Search code examples
pythonscipycurve-fittingstatsmodelslog-likelihood

Curve fitting implemented using Maximum Likelihood Estimator implementations not working


I'm implementing a Maximum Likelihood Estimator for discrete count data for the purpose of curve fitting, using the result of curve_fit as the starting point for minimize. I defined and tried these methods for multiple distributions, but will include just one for simplicity, which is a logseries distribution.

At this point I have also tried the following methods from statsmodels methods:

  1. statsmodels.discrete.discrete_model.fit
  2. statsmodels.discrete.count_model.fit
  3. statsmodels.base.model.GenericLikelihoodModel

Most curve fits tend to run into overflow errors or nans and zeros inside. I will detail these errors on another post

#Import a few packages
import numpy as np
from scipy.optimize import curve_fit
from scipy.optimize import minimize
from scipy import stats
from numpy import log
import numpy as np
import matplotlib.pyplot as plt

#Given data
x=np.arange(1, 28, 1)
y=np.array([18899, 10427, 6280, 4281, 2736, 1835, 1158, 746, 467, 328, 201, 129, 65, 69, 39, 21, 15, 10, 3, 3, 1, 1, 1, 1, 1, 1, 1])

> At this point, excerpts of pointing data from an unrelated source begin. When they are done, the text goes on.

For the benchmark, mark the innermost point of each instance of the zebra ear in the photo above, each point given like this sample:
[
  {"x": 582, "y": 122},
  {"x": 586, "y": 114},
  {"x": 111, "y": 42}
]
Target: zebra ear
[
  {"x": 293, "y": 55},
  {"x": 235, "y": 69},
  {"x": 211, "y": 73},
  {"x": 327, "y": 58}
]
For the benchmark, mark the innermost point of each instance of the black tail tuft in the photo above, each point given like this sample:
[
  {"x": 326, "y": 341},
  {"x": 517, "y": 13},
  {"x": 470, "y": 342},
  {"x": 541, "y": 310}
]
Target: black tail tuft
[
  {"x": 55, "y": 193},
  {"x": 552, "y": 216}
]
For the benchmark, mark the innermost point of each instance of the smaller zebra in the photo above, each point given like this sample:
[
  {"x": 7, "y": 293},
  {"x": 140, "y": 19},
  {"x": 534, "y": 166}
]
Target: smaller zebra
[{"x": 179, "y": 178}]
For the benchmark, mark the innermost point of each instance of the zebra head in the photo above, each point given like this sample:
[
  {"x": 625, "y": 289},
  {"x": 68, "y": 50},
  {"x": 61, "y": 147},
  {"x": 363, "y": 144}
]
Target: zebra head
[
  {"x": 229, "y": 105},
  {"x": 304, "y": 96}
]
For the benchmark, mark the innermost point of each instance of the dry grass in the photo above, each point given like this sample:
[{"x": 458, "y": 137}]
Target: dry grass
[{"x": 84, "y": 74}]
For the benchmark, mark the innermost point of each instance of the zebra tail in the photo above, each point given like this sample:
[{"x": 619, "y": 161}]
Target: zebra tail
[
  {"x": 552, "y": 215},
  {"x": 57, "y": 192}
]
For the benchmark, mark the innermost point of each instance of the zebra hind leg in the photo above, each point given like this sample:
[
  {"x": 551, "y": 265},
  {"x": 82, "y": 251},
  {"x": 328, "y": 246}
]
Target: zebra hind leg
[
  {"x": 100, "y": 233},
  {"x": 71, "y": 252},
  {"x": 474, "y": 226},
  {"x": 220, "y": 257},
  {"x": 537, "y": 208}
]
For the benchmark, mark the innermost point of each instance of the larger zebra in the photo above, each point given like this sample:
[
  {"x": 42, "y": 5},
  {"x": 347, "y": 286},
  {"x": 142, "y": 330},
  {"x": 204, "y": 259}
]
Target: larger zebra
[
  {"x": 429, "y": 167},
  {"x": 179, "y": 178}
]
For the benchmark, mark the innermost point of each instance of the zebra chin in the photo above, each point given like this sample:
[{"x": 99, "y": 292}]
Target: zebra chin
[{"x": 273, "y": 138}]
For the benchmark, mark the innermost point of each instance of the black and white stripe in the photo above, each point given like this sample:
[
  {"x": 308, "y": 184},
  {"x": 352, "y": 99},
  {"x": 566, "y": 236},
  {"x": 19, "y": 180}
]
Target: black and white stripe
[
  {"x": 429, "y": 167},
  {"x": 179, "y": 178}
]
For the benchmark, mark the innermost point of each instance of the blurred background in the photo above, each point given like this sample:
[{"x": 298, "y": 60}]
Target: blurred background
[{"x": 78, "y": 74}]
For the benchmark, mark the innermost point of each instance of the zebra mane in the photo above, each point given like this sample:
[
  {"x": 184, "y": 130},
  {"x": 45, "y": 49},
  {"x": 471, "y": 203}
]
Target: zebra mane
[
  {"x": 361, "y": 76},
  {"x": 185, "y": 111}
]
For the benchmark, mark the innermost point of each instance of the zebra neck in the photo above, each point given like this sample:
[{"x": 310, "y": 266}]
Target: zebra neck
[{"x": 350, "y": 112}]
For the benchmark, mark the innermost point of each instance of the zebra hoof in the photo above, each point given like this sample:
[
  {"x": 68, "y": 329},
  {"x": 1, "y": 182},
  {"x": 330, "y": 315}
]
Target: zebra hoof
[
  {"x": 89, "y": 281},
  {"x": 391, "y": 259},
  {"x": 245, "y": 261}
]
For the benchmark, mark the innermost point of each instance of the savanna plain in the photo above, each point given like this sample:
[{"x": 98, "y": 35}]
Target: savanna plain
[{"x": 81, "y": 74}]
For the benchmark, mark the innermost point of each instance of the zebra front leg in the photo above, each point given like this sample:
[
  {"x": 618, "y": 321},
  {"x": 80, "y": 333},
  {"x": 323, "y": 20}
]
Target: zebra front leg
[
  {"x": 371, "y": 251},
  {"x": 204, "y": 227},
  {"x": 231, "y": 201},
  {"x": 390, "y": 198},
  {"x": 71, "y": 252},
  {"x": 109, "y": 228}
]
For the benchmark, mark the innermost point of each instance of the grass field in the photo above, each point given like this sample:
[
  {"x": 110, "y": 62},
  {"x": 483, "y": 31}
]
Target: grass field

#Define a custom distribution
def Logser(x, p): 
    return (-p**x)/(x*log(1-p))

#Doing a least squares curve fit
def lsqfit(x, y):
 cf_result = curve_fit(Logser, x, y, p0=0.7, bounds=(0.5,1), method='trf') 
 return cf_result

param_guess=lsqfit(x,y)[0][0]   
print(param_guess)

#Doing a custom MLE definition, minimized using the scipy minimize function

def MLERegression(param_guess):  
 yhat = Logser(x, param_guess) # predictions based on a parameter value
 sd=1 #initially guessed for fitting a normal distribution error around the regressed curve
# next, we flip the Bayesian question
# compute PDF of observed values normally distributed around mean (yhat)
# with a standard deviation of sd
 negLL = -np.sum( stats.norm.logpdf(y, loc=yhat, scale=sd) ) #log of the probability density function
 return negLL

results = minimize(MLERegression, param_guess, method='L-BFGS-B', bounds=(0.5,1.0), options={'disp': True})
final_param=results['x']
print(final_param)

I've constrained the optimizer to give me results similar to what I expect,(a parameter value around 0.8 or 0.9).. The algorithm outputs zero otherwise


Solution

  • I think this is due to scaling. When I change the equation to "scale * (-p**X)/(X * log(1-p))" by adding a scaling factor, I get the following values without using any bounds: p = 9.0360470735534726E-01 and scale = 5.1189277041342692E+04 that yield the following: plot

    and my fitted value for p is indeed 0.9.